D3 data format like zoomable sunburst chart

I have my data formatted like flare.json that's used in this example :
I am just wondering what function the d3 zoomable chart uses to get the data in this format
In flare.json it's like this
{
name: "stuff",
children: [
....
]
}
and it's converted to this in the example.

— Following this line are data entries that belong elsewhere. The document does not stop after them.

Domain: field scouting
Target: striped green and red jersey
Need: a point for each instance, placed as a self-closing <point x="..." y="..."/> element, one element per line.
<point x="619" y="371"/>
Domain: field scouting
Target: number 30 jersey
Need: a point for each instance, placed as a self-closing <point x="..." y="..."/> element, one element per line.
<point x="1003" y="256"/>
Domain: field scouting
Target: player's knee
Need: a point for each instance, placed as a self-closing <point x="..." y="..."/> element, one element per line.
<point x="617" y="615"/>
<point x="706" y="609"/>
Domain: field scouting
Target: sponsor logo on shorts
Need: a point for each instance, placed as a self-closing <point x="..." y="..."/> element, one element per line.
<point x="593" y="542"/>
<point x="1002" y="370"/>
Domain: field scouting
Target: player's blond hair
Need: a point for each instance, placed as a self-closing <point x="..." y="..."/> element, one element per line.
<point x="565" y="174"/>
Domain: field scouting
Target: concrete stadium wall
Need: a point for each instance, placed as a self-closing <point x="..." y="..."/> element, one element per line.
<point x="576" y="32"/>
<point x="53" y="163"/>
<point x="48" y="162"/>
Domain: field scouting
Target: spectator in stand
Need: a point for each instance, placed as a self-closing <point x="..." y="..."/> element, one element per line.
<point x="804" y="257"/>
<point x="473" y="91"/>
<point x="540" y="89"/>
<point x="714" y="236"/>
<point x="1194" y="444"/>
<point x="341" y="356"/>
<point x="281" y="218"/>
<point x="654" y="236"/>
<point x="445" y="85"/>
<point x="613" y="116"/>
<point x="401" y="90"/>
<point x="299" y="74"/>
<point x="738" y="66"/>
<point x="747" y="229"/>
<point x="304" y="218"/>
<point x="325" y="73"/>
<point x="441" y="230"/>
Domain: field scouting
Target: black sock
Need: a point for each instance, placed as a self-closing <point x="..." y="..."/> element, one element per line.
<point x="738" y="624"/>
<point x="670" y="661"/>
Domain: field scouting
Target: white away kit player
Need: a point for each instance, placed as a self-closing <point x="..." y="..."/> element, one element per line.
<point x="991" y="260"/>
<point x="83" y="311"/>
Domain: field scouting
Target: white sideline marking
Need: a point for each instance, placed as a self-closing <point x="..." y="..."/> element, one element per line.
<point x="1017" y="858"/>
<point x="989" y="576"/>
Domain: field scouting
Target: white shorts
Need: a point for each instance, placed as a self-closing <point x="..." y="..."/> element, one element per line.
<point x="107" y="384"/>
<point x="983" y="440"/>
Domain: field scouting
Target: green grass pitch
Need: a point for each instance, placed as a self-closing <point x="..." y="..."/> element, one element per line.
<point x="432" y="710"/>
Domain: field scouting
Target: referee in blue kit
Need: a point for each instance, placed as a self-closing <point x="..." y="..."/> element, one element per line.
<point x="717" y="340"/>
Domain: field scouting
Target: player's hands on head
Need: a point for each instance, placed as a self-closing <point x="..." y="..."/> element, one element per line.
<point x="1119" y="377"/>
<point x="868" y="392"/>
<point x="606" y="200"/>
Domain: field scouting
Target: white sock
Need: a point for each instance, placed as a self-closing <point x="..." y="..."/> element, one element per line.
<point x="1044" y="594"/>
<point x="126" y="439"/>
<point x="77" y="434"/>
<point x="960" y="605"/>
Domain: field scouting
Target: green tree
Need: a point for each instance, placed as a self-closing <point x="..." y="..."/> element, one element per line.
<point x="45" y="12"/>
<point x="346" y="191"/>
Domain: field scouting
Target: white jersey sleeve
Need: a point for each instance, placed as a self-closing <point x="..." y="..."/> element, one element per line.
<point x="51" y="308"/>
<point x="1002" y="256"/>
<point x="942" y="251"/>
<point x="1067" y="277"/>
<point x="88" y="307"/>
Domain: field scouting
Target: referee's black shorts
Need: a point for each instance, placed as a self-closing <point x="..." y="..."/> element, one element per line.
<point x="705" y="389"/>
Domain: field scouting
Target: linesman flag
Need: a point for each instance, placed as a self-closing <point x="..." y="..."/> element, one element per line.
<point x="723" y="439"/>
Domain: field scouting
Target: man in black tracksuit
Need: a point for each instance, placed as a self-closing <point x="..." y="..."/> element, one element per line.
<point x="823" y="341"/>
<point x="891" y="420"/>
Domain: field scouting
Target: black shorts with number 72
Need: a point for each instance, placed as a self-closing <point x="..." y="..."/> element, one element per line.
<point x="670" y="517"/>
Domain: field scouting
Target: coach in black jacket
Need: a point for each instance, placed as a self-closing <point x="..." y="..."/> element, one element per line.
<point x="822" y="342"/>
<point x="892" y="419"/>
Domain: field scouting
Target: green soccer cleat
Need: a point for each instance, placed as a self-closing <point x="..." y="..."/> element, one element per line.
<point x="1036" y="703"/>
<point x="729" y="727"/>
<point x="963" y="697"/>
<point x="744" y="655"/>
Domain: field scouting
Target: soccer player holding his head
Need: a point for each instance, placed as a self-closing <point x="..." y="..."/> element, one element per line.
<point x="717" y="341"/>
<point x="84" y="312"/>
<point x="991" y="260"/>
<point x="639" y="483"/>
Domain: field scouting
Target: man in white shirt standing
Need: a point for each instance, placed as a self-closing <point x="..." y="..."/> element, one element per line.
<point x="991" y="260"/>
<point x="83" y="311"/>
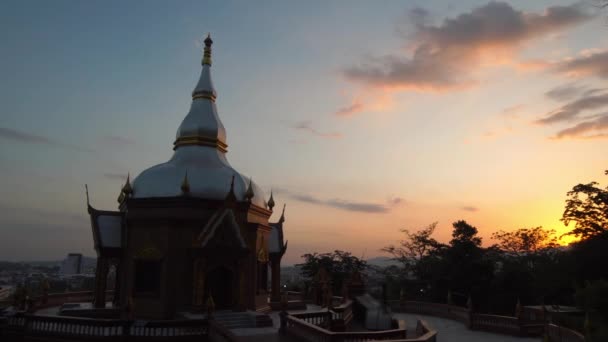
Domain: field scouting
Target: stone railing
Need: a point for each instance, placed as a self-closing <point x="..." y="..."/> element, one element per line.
<point x="300" y="328"/>
<point x="495" y="323"/>
<point x="57" y="299"/>
<point x="491" y="323"/>
<point x="58" y="328"/>
<point x="556" y="333"/>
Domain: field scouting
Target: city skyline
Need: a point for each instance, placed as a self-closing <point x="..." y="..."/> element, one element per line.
<point x="389" y="119"/>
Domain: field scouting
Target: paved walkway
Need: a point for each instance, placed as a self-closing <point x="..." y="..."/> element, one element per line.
<point x="453" y="331"/>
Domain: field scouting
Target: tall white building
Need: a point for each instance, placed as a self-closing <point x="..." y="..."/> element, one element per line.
<point x="72" y="264"/>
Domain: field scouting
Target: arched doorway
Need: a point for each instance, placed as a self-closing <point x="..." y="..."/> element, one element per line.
<point x="219" y="286"/>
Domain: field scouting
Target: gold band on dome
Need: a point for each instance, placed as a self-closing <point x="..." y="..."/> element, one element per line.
<point x="200" y="141"/>
<point x="204" y="95"/>
<point x="207" y="56"/>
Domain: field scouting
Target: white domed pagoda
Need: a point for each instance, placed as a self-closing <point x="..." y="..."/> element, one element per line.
<point x="200" y="153"/>
<point x="190" y="230"/>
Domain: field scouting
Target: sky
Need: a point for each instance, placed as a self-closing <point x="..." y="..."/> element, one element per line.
<point x="364" y="117"/>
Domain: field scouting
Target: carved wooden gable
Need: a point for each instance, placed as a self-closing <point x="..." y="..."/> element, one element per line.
<point x="221" y="231"/>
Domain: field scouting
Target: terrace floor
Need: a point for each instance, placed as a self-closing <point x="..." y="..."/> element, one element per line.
<point x="454" y="331"/>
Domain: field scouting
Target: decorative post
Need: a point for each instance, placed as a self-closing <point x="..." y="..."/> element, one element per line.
<point x="518" y="315"/>
<point x="587" y="327"/>
<point x="44" y="286"/>
<point x="275" y="289"/>
<point x="210" y="307"/>
<point x="470" y="311"/>
<point x="402" y="299"/>
<point x="101" y="274"/>
<point x="518" y="309"/>
<point x="283" y="318"/>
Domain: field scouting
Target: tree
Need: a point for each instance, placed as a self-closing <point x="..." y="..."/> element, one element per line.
<point x="414" y="247"/>
<point x="464" y="234"/>
<point x="339" y="264"/>
<point x="587" y="206"/>
<point x="526" y="241"/>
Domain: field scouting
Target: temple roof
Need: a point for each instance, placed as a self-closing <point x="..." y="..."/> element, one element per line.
<point x="276" y="242"/>
<point x="200" y="152"/>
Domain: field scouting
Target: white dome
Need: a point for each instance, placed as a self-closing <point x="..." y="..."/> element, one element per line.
<point x="200" y="148"/>
<point x="209" y="177"/>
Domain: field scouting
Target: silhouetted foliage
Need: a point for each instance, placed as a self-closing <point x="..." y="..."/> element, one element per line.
<point x="339" y="264"/>
<point x="526" y="241"/>
<point x="415" y="247"/>
<point x="587" y="206"/>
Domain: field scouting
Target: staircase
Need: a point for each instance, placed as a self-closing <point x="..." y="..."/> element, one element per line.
<point x="247" y="319"/>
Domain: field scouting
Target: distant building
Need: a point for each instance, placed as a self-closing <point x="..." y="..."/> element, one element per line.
<point x="5" y="292"/>
<point x="191" y="230"/>
<point x="71" y="265"/>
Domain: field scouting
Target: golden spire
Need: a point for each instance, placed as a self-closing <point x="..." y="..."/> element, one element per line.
<point x="231" y="197"/>
<point x="185" y="184"/>
<point x="207" y="50"/>
<point x="249" y="193"/>
<point x="282" y="218"/>
<point x="127" y="189"/>
<point x="271" y="201"/>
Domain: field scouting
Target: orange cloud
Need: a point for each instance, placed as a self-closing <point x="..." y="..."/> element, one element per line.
<point x="445" y="57"/>
<point x="306" y="126"/>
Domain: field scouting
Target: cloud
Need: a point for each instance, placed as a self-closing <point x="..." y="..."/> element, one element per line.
<point x="593" y="63"/>
<point x="592" y="129"/>
<point x="394" y="200"/>
<point x="513" y="111"/>
<point x="115" y="176"/>
<point x="351" y="109"/>
<point x="573" y="109"/>
<point x="11" y="134"/>
<point x="118" y="140"/>
<point x="565" y="92"/>
<point x="306" y="126"/>
<point x="445" y="56"/>
<point x="342" y="204"/>
<point x="28" y="138"/>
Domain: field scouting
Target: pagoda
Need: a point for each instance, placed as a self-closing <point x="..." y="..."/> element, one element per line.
<point x="192" y="230"/>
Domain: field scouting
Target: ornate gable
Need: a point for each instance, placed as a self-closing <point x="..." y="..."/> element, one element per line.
<point x="221" y="232"/>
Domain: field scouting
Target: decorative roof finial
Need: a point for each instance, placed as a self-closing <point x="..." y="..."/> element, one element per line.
<point x="231" y="197"/>
<point x="127" y="189"/>
<point x="185" y="184"/>
<point x="207" y="50"/>
<point x="271" y="201"/>
<point x="86" y="189"/>
<point x="249" y="193"/>
<point x="282" y="219"/>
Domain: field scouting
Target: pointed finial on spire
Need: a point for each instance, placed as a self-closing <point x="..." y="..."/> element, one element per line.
<point x="249" y="193"/>
<point x="127" y="189"/>
<point x="271" y="201"/>
<point x="231" y="197"/>
<point x="207" y="50"/>
<point x="282" y="219"/>
<point x="185" y="184"/>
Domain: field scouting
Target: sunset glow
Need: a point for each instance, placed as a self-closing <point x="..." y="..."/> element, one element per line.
<point x="363" y="119"/>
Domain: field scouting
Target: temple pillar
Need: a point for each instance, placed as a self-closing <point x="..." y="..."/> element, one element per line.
<point x="275" y="264"/>
<point x="101" y="275"/>
<point x="117" y="283"/>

Which line does this?
{
children: Array[17]
depth: 1
dx: 0.6028744305756647
dy: 0.25
name: "A name would appear here"
parent: Object
value: 39850000.06
x: 0
y: 0.25
}
Chart
var total_revenue = json.total_revenue;
json = json.chart_data;
var width = 840,
height = width,
radius = width / 2,
x = d3.scale.linear().range([0, 2 * Math.PI]),
y = d3.scale.pow().exponent(1.3).domain([0, 1]).range([0, radius]),
padding = 5,
duration = 1000;
var div = d3.select("#chart_render");
div.select("img").remove();
var vis = div.append("svg")
.attr("width", width + padding * 2)
.attr("height", height + padding * 2)
.append("g")
.attr("transform", "translate(" + [radius + padding, radius + padding] + ")");
var partition = d3.layout.partition()
.value(function(d) { return d.size });
var arc = d3.svg.arc()
.startAngle(function(d) { return Math.max(0, Math.min(2 * Math.PI, x(d.x))); })
.endAngle(function(d) { return Math.max(0, Math.min(2 * Math.PI, x(d.x + d.dx))); })
.innerRadius(function(d) { return Math.max(0, d.y ? y(d.y) : d.y); })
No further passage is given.